1 août 2009
6
01
/08
/août
/2009
11:04
Innommable ... il est impossible d'arriver à trouver les mots et les dire, mais il faut dénoncer et écrire. Jaurés écrivait que le courage n'était pas tant de trouver la vérité mais le courage était de la dire. Mais parfois, la vérité est l'évidence d'une horreur qui vous incite à la haine, une haine sourde et violente.Fabienne Pompey dans un article paru dans Le Monde le 23 avril 2006 écrivait que "selon les estimations de l’association Childline, une fille sur trois et un garçon sur cinq sont victimes de viols ou d’attouchements avant l’âge de 18 ans en Afrique du Sud."
Une phrase que l'on lit sans se rendre compte parce que l'humain est comme ça : tant que cela ne vous touche pas on est horrifié mais c'est tout. Et la vie continue.
Tschepang ... espoir en zoulou, et déjà l'Afrique du Sud "découvre" l'ampleur de ce drame qui ronge ce pays : la "liste de l’horreur" peut être faite et refaite chaque mois, au hasard des faits divers rapportés par la presse. La police sud-africaine reçoit chaque année des milliers de plainte pour viol, dont plus du tiers concernent des mineurs, soit plus de 50 viols d’enfants par jour. Mais les associations qui luttent pour les droits des femmes estiment qu’un viol sur neuf seulement est rapporté à la police.
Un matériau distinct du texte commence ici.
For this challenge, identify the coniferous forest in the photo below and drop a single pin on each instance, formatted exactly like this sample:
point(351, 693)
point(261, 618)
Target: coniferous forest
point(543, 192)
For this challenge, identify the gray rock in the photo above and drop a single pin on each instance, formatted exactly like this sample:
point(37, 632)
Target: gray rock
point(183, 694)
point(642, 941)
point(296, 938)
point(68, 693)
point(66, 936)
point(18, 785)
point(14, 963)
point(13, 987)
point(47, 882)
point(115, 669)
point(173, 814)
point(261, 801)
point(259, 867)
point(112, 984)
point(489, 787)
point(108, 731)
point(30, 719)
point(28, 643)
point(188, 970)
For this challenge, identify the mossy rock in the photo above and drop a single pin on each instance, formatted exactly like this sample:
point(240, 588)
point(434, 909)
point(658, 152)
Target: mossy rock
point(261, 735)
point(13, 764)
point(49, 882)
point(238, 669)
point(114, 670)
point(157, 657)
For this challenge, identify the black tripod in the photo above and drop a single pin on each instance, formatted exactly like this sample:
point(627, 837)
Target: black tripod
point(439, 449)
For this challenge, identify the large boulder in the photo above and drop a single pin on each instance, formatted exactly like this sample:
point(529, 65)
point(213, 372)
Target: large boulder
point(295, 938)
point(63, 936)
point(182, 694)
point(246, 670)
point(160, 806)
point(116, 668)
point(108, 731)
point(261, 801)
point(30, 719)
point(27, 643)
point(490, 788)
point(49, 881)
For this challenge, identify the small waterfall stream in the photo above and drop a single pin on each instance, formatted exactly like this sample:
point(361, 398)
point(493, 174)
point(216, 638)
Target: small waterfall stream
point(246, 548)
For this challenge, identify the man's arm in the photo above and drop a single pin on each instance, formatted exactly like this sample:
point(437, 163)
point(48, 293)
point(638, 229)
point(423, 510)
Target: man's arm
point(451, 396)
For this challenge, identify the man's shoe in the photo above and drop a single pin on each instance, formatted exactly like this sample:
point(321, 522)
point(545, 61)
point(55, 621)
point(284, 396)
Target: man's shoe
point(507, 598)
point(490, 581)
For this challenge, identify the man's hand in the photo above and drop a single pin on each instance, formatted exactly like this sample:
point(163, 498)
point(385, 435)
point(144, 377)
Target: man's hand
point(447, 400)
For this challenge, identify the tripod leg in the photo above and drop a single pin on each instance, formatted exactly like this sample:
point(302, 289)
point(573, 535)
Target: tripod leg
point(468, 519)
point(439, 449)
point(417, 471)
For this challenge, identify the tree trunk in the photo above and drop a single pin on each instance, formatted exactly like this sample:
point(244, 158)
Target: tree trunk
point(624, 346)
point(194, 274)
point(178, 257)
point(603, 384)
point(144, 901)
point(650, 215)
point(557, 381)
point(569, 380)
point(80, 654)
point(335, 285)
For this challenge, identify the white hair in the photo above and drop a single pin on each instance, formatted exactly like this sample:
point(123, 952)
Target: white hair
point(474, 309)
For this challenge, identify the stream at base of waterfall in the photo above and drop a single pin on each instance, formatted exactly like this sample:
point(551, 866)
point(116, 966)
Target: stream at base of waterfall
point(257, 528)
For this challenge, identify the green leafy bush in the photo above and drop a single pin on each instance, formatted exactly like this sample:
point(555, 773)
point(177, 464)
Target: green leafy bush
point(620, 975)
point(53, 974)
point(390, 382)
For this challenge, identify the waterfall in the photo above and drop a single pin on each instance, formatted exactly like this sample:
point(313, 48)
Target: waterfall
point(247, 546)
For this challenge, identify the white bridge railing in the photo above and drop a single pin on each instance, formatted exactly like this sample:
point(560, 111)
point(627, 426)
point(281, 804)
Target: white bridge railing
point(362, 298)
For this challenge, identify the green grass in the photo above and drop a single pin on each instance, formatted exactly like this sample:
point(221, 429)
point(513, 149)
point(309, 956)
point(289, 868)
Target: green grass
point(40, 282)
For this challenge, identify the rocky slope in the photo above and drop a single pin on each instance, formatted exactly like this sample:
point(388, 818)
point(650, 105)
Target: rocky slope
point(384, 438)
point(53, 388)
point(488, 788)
Carole, ma meilleure amie, directrice de Valued Citizen, une ONG qui enseigne les droits civiques aux enfants des écoles défavorisées depuis près de 10 ans n'avait jamais imaginé que ce fléau toucherait ce que nous avons de plus cher, une petite étoile de 4 ans et demi qui nous montre aujourd'hui la force qui l'anime. Et là, la réalité, l'innommable, vous rattrapent et vous clouent au sol, privé d'air. La Loi du Talion entre en vous et s'immisce en vous sournoisement. Pourtant la petite étoile continue de briller, plus fort encore, pour nous montrer le chemin à prendre.
En juin dernier Paul Anstiss, de Radio Nederland posait sur la toile ces mots. Il disait que selon une étude faite par le Conseil médical de recherche d’Afrique du Sud, un homme du pays sur quatre aurait admis avoir commis un viol au moins une fois dans sa vie. Sur 1.700 hommes qui ont été interrogés, 28% ont admis avoir violé une femme ou une jeune fille, et 3% ont affirmé avoir violé un homme ou un garçon. Parmi ceux qui ont reconnu avoir commis des viols, près de la moitié ont dit l’avoir fait plus d’une fois. Le Professeur Rachel Jewkes, qui a supervisé cette enquête, déclarait qu'il y a des idées prédominantes sur la masculinité en Afrique du Sud, basées sur l’idée que les hommes devraient avoir le contrôle sur les femmes et que les hommes ont une position hiérarchique supérieure aux femmes.
Cette conception permet aux hommes de faire ce qu’ils veulent avec les femmes, y compris les forcer à avoir du sexe dès qu’ils en ont l’occasion et au delà les enfants sont aussi des proies plus faciles. C'est l'Afrique dirait vous ! Je l'ai entendu cette accusation avec un relan de vomissure raciste. Mais qui que ce soit, blanc, rouge, noir ou jaune, le viol est un crime innommable dont l'horreur n'a pas de couleur, ni de nationalité, ni de classe sociale.
Les mots s'égrainent et l'analyse de la réalité est cruelle. Là-bas, loin de moi, une petite étoile lutte pour oublier, une maman lutte pour soigner la blessure d'une enfance souillée. Là-bas, loin de nous, la réalité n'a pas encore de visage, le crime n'a pas d'auteur, la vérité est enfouie encore dans les yeux d'une petite étoile. Là-bas, loin du monde bien rangé, des milliers de petites étoiles luttent pour retrouver la vie et elles rejoignent dans un même combat celles d'ici parce que l'innommable n'a pas de pays !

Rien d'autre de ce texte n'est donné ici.